Vick is out front, wooing donators, while Jean stands to one side, talking with a weary couple holding twin toddlers. Mr. Bogart and Darcel pass out the croissants Mrs. Bogart made, and Birk is looking formidable in the background, keeping an eye on the goings-on.
Pinching a raspberry pastry, I make idle chit-chat with those that come and go and click pictures of our staff speaking with clusters of passersby. I make sure to catch the twins before they leave and am rewarded with an adorable snapshot of them squeezing each other in a tight hug.
I spend the rest of the afternoon milling around, looking at wares, meeting artisans, handing out my business cards, and listening to the different musicians. Before I know it, the sun is setting, and paper lanterns pass through the throng. I select one with lotus blossoms and sneak away to the garden of fountains, having reached my limit of elbow-bumping.
I snatch a few pictures of the setting light as it dances through the cascades of water, relishing how the babbling sounds subdue the crowd’s chatter. When the sun disappears below the horizon, I light my lantern and release it to join the flood of others, drifting up to the stars.
In the distance, an accordion begins a peaceful serenade, and the night is filled with magic and beauty.
“Oui?” I turn to face the voice and freeze.
Fairy lights on the trees behind the figure make him imperceptible. I shield my eyes and see the silhouette of a bouquet in the stranger’s hand. A thrill travels up my spine.
“They are white violets,” the floating voice utters.
Book page number 47 flits to my memory.
White Violet — Viola Blanda
Take a Chance
The man takes a step closer, and a glint of stray light shines off his glasses.
“Searle?” I’m flabbergasted, “But I… I irritate you!”
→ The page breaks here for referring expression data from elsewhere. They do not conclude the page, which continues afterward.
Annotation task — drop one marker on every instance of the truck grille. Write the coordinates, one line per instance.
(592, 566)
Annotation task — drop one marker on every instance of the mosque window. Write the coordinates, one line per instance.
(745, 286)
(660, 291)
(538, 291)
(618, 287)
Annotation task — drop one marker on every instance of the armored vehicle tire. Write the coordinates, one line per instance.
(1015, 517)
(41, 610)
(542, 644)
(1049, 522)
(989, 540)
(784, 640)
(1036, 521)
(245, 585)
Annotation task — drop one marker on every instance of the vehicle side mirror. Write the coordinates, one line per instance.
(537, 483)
“You close your eyes every time I talk to you, just like my grand-mère when I wear on her last nerve.”
“Non, non!” His free hand holds his forehead at the misunderstanding, “My eyes give me trouble from staring at a screen all day.” Searle continues awkwardly, “I —I am seeing a doctor about it.”
“Oh, la la!” I laugh. I’m so surprised I do not know what to say. Neither does Searle.
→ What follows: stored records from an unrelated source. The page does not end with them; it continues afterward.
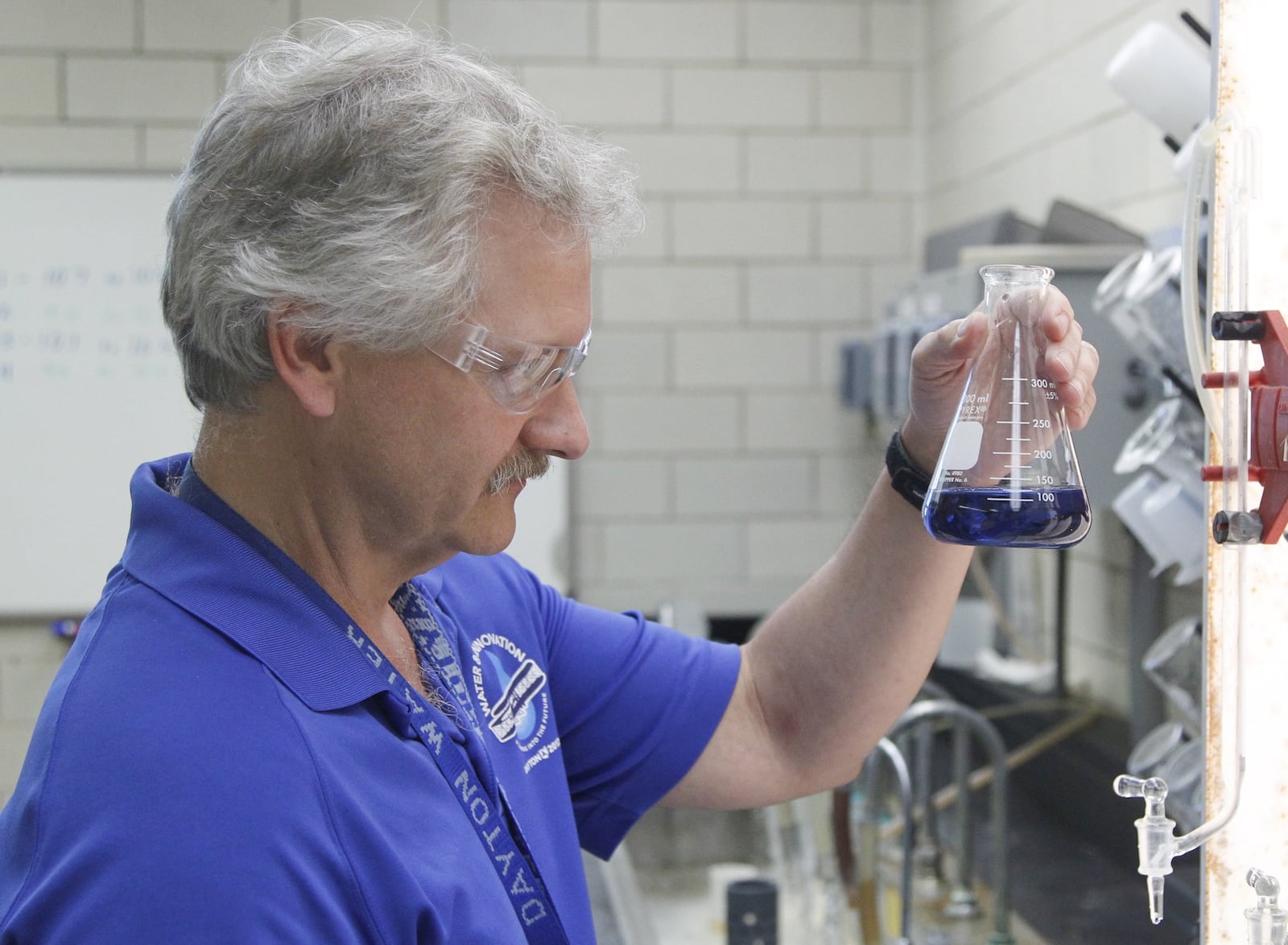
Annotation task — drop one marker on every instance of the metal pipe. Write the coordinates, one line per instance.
(963, 902)
(996, 749)
(901, 773)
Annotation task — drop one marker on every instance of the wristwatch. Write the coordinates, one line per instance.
(907, 478)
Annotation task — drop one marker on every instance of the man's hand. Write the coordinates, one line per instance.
(942, 361)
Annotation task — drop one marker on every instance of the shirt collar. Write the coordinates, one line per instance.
(200, 554)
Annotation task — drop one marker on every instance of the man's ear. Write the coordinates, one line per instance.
(308, 367)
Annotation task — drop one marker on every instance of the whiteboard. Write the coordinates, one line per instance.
(90, 388)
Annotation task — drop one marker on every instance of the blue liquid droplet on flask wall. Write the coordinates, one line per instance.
(1041, 519)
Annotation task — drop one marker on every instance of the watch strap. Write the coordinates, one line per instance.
(906, 477)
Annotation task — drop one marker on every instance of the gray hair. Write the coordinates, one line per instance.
(345, 176)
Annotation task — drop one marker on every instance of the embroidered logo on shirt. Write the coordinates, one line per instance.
(510, 689)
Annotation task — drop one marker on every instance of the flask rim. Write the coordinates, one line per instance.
(1009, 272)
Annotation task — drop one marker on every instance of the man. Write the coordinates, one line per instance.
(316, 704)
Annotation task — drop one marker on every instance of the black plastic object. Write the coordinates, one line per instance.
(1238, 326)
(753, 912)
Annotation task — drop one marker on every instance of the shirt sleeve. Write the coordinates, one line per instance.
(637, 704)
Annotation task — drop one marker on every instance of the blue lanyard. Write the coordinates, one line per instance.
(493, 819)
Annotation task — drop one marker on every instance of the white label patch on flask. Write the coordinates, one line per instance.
(961, 451)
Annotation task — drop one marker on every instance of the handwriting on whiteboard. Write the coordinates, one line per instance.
(83, 324)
“Pourquoi,” I ask, stepping closer, “Why were you nervous that I should know?”
“Because,” he shuffled his feet, “Because I didn’t think you would be interested in me.”
I cock my head at the man with frizzy hair and weak eyes, who I assumed was always cranky. But now, through my more accurate rose glasses, I see a man who has listened to everything I have said all these months about loving to photograph flowers in the morning. A man who always gives me his Friday tarte and has told me he cares for me in the most romantically ingenious way known to man.
“That was a silly thing to think,” I say and kiss his blushing cheek. “Would you like to dance?”